Take the latest report from the Business Roundtable, a gathering of U.S. CEOs from major companies that provide health insurance to their employees. This meeting produced the usual appeal from American businesses to get medical spending under control. Yeah, no kidding–if you’re footing the bill for hundreds of thousands of people, you’ll want costs to come down significantly. But having the taxpayer pick up the tab isn’t going to change the facts. And the facts are what’s under contention.
The conventional wisdom is that medical care in the U.S. is too expensive. The numbers show that Americans spend $1,928 per capita on health care. That’s two grand a person per year on average. This number is then compared to what’s spent in G-5 countries (Canada, Germany, Great Britain, France and Japan), all with government-funded systems, albeit different from each other. In these countries, the per capita health care spending is $1,100 (all data is from 2006). In the emerging competitive economies, the BIC group–Brazil, India and China–per capita health care spending is about $290. Looking at these numbers, I guess you would conclude that our health care is more expensive and burdensome.
But I think these numbers only tell part of the story. To begin with, I don’t find the BIC group worth comparing. These three countries have huge populations, large numbers of poor people, and they still lag behind the more developed countries in quality of life amenities that we take for granted in the modern western world. This includes health care. In fact, I am certain that hoards of people in those countries have no health care available whatsoever. This isn’t the case in the U.S. where we have free clinics and laws against turning away patients from emergency care.

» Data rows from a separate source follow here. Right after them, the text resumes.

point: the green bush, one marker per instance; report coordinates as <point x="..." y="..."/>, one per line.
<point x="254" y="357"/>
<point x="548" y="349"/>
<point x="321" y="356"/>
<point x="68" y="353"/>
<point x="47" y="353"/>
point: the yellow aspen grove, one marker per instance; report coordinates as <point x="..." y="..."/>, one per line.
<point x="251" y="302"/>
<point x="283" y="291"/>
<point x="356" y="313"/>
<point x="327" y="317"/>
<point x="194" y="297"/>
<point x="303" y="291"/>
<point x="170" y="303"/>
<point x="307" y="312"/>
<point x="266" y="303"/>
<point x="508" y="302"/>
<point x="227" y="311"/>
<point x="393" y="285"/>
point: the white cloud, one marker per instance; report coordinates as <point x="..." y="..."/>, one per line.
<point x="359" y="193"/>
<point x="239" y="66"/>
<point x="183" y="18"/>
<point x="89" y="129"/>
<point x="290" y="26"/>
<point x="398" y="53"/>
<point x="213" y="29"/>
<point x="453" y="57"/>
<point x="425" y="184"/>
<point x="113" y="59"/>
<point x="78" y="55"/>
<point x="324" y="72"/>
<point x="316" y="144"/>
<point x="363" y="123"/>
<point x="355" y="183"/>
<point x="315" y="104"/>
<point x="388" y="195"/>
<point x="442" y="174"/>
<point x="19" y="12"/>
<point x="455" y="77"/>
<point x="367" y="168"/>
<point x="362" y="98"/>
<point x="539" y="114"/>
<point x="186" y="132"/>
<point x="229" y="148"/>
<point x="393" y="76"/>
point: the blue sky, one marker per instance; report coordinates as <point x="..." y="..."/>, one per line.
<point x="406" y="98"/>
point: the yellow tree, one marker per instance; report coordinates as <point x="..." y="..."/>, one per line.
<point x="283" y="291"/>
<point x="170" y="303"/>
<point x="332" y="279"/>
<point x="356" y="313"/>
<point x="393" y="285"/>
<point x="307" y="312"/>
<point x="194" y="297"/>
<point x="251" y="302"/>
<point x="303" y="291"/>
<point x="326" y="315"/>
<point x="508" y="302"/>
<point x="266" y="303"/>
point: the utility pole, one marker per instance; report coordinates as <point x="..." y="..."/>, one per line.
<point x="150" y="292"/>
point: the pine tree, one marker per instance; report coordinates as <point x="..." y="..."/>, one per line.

So, in my opinion, the only worthy comparison is G-5 countries. The only way to know if our care in the U.S. is too costly is to have comparative pricing–that is, we’ve got to know how much mending a fracture is, not only from country to country, but from hospital to hospital. Without that information, we’re shooting blindly in the dark. And how about an overnight hospital stay, or a shot of morphine, or how about a simple doctor’s visit–you know, those useless physicals or whatever it is that we get duped into every year. Without that information, there is simply no way to know what’s too expensive.
Then there is the issue of comfort. Some people demand that their hospital room resemble a suite at the Ritz Carlton. Hey, I’ve got no problem with that concept–money talks and BS walks, so they say (check out how this Japanese mobster got a liver transplant and five-star service in the U.S. for one reason only–cha-ching!). So lowering cost will invariably lower comfort (which I believe will lead to high-priced boutique medical care and private hospitals, and then you’ll really hear the masses scream).

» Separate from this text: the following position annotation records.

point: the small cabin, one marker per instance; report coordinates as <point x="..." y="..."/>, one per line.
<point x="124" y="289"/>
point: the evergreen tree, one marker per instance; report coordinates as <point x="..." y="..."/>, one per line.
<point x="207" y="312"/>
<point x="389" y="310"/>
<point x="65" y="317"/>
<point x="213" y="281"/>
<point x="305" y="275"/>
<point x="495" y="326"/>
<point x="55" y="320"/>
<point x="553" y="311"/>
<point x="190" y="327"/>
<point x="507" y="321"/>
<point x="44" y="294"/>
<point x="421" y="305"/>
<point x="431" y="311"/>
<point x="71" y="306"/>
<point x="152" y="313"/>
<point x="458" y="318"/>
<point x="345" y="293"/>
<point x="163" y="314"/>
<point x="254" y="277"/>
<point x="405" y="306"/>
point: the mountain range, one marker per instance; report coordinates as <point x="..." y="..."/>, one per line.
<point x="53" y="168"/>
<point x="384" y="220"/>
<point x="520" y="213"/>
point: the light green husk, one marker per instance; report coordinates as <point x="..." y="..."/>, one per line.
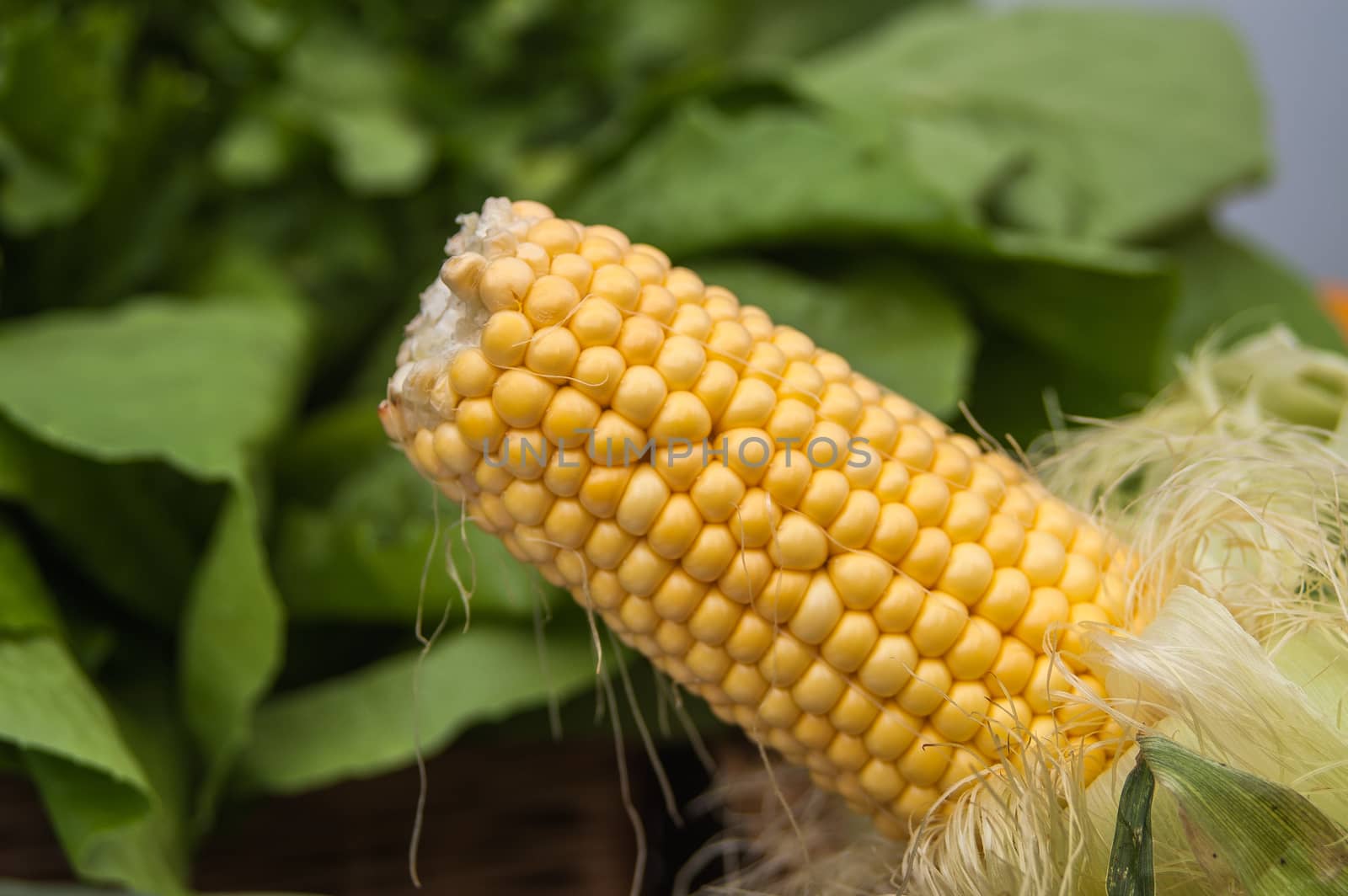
<point x="1231" y="488"/>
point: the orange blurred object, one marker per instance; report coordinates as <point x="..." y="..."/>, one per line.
<point x="1336" y="303"/>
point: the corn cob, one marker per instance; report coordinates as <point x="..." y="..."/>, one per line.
<point x="826" y="565"/>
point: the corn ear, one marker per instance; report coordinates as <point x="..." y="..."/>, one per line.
<point x="829" y="566"/>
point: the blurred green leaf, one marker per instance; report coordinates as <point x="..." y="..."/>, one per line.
<point x="192" y="384"/>
<point x="709" y="179"/>
<point x="199" y="386"/>
<point x="58" y="109"/>
<point x="1105" y="312"/>
<point x="361" y="724"/>
<point x="136" y="504"/>
<point x="101" y="803"/>
<point x="233" y="643"/>
<point x="254" y="150"/>
<point x="1130" y="120"/>
<point x="24" y="605"/>
<point x="350" y="92"/>
<point x="359" y="557"/>
<point x="1131" y="871"/>
<point x="891" y="321"/>
<point x="1226" y="283"/>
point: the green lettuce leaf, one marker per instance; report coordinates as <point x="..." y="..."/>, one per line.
<point x="711" y="179"/>
<point x="361" y="724"/>
<point x="200" y="387"/>
<point x="1127" y="121"/>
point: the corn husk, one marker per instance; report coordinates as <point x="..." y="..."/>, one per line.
<point x="1231" y="487"/>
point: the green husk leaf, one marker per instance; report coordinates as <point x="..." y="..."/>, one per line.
<point x="1271" y="839"/>
<point x="1130" y="861"/>
<point x="233" y="643"/>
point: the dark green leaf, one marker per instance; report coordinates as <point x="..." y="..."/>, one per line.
<point x="1130" y="861"/>
<point x="192" y="384"/>
<point x="231" y="643"/>
<point x="1100" y="310"/>
<point x="361" y="556"/>
<point x="1130" y="120"/>
<point x="24" y="605"/>
<point x="709" y="179"/>
<point x="101" y="803"/>
<point x="361" y="724"/>
<point x="138" y="504"/>
<point x="1226" y="285"/>
<point x="1269" y="837"/>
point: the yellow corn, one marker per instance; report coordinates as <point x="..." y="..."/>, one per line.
<point x="826" y="563"/>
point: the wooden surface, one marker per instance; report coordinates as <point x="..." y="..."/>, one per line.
<point x="500" y="821"/>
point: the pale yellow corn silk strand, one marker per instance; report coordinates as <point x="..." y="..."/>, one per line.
<point x="880" y="616"/>
<point x="1238" y="516"/>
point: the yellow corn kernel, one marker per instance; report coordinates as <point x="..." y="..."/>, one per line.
<point x="506" y="339"/>
<point x="595" y="323"/>
<point x="890" y="666"/>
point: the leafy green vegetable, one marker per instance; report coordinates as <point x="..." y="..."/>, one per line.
<point x="139" y="504"/>
<point x="24" y="605"/>
<point x="231" y="643"/>
<point x="123" y="365"/>
<point x="893" y="323"/>
<point x="363" y="724"/>
<point x="1129" y="121"/>
<point x="361" y="556"/>
<point x="58" y="104"/>
<point x="1107" y="320"/>
<point x="111" y="386"/>
<point x="1227" y="283"/>
<point x="711" y="179"/>
<point x="103" y="806"/>
<point x="970" y="206"/>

Finally, by the sheer fact that everyone has government-funded insurance, I’m certain that things get pret-ty busy in those G-5 hospitals, probably similar to any big city’s general hospital–you know what I mean, looooong wait times. Swollen elbow? You’re sitting in the waiting room for nine hours, Laddy. My guess is that this keeps only the most critical emergencies from going into the ER. Anything of a lesser severity has to wait for a doctor’s appointment. There you go: controlled visits, controlled costs.
Here’s the real problem as I see it: Americans have been brainwashed–OK perhaps spoiled is a better word–into believing that you run to the doctor for any minor ailment. I can’t tell you how many people I’ve talked to in the last month who have gone to the doctor for antibiotics for that miserable cold and flu that has come upon us–the same one my daughter and I had, and got over with zero medication, just sleep, water and lots of TLC. Listen up people: antibiotics don’t do diddly against the common cold OR the flu–both viruses. So how many of you ran up the nation’s health care costs this month?

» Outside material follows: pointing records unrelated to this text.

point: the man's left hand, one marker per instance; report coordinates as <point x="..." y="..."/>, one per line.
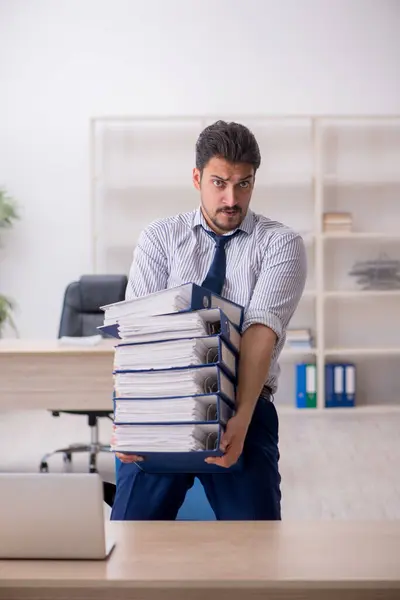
<point x="232" y="442"/>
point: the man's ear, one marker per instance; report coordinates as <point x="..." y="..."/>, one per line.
<point x="196" y="177"/>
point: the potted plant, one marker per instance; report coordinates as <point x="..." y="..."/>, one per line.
<point x="8" y="214"/>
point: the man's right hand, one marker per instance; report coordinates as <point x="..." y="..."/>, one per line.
<point x="128" y="458"/>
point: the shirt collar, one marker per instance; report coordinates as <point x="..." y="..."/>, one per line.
<point x="247" y="225"/>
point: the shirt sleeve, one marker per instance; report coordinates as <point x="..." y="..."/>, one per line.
<point x="280" y="284"/>
<point x="149" y="269"/>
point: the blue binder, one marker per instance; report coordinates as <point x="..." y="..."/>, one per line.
<point x="215" y="320"/>
<point x="187" y="461"/>
<point x="192" y="461"/>
<point x="218" y="351"/>
<point x="215" y="382"/>
<point x="209" y="379"/>
<point x="218" y="408"/>
<point x="198" y="298"/>
<point x="340" y="385"/>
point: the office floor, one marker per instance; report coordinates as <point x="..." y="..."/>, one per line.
<point x="342" y="466"/>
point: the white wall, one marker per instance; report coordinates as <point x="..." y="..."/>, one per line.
<point x="66" y="61"/>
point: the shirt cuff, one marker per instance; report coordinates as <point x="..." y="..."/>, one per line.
<point x="263" y="318"/>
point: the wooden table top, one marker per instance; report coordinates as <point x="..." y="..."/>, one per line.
<point x="188" y="555"/>
<point x="24" y="346"/>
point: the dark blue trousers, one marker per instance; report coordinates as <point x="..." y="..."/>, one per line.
<point x="253" y="493"/>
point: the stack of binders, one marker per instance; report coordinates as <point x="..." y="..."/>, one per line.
<point x="175" y="375"/>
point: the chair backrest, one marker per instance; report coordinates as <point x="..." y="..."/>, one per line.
<point x="81" y="314"/>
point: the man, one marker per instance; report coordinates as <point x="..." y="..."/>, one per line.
<point x="263" y="268"/>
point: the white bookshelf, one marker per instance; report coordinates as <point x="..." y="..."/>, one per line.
<point x="141" y="170"/>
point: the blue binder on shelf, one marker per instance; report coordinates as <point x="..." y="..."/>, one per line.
<point x="193" y="297"/>
<point x="306" y="385"/>
<point x="215" y="322"/>
<point x="340" y="385"/>
<point x="211" y="349"/>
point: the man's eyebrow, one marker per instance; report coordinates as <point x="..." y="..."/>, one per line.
<point x="227" y="178"/>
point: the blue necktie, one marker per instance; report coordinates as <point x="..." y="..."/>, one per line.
<point x="215" y="277"/>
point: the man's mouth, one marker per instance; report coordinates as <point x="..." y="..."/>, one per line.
<point x="230" y="212"/>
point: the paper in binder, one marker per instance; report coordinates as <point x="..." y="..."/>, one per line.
<point x="181" y="352"/>
<point x="187" y="297"/>
<point x="167" y="383"/>
<point x="175" y="326"/>
<point x="181" y="409"/>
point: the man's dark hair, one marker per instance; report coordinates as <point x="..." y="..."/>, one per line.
<point x="231" y="141"/>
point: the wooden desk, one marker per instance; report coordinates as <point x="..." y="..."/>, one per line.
<point x="332" y="560"/>
<point x="50" y="375"/>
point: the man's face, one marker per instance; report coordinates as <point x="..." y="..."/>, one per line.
<point x="225" y="190"/>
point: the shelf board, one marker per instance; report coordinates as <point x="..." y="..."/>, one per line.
<point x="360" y="235"/>
<point x="361" y="180"/>
<point x="373" y="409"/>
<point x="362" y="351"/>
<point x="287" y="351"/>
<point x="361" y="294"/>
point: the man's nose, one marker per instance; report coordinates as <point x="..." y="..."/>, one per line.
<point x="229" y="197"/>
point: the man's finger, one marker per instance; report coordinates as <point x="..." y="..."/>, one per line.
<point x="225" y="441"/>
<point x="128" y="458"/>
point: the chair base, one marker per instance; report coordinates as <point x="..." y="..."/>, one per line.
<point x="68" y="451"/>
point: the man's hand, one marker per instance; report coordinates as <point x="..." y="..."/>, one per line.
<point x="125" y="458"/>
<point x="232" y="442"/>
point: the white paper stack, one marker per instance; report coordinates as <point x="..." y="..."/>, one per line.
<point x="166" y="301"/>
<point x="166" y="438"/>
<point x="174" y="372"/>
<point x="161" y="410"/>
<point x="162" y="327"/>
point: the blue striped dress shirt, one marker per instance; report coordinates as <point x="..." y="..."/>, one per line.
<point x="265" y="268"/>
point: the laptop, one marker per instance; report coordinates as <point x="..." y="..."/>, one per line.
<point x="52" y="516"/>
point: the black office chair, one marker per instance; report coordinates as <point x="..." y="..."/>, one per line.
<point x="81" y="317"/>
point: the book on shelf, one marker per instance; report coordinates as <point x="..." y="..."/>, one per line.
<point x="340" y="385"/>
<point x="306" y="385"/>
<point x="299" y="339"/>
<point x="337" y="221"/>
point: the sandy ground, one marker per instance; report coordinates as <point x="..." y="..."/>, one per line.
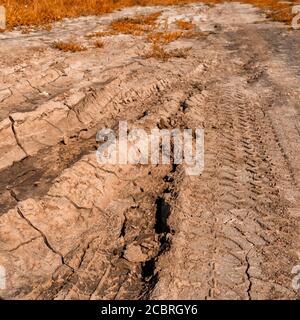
<point x="71" y="228"/>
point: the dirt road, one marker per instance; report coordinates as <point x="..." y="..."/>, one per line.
<point x="71" y="228"/>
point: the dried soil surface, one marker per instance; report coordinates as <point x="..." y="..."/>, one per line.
<point x="71" y="228"/>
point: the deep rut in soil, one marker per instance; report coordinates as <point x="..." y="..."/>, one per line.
<point x="71" y="228"/>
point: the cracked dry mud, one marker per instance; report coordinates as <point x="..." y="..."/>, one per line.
<point x="71" y="228"/>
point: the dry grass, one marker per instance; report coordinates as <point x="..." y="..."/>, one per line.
<point x="164" y="37"/>
<point x="137" y="25"/>
<point x="185" y="25"/>
<point x="101" y="34"/>
<point x="41" y="12"/>
<point x="68" y="46"/>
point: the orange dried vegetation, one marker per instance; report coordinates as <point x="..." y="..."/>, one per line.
<point x="137" y="25"/>
<point x="68" y="46"/>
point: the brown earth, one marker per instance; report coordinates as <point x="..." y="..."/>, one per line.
<point x="71" y="228"/>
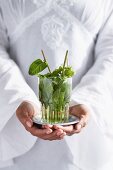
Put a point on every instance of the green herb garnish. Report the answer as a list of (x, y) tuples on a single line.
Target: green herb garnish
[(54, 88)]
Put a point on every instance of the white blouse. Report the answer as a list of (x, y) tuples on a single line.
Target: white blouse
[(83, 27)]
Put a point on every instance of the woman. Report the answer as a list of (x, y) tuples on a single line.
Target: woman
[(85, 29)]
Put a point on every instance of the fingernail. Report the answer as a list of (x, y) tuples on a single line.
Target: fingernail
[(79, 127), (48, 132), (28, 124), (59, 133)]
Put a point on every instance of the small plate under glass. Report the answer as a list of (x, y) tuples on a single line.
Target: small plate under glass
[(72, 120)]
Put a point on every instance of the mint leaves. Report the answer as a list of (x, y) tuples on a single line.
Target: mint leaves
[(54, 89), (37, 66)]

And also Americans have immediate access to medical care at any time. Call it an emergency and you can’t be turned away, or the hospital will liable. Can’t pay the bill? Most hospitals have charity plans–they’ll write off your care if you can’t afford it. So add the notion that you’ve got to run to the fancy schmancy hospital or doctor in Century City (Upper East Side, UCSF, whatever) whenever you have a boo boo; and you have the ability to do so no matter what your income level, and what do you think the result will be? You think we might spend a little more money than the Euros who are sitting at home nursing their own colds and flu?
I actually hope we do nationalize the system, because I think it’s the only way Americans will see that it’s their lifestyles that lead to their poor health.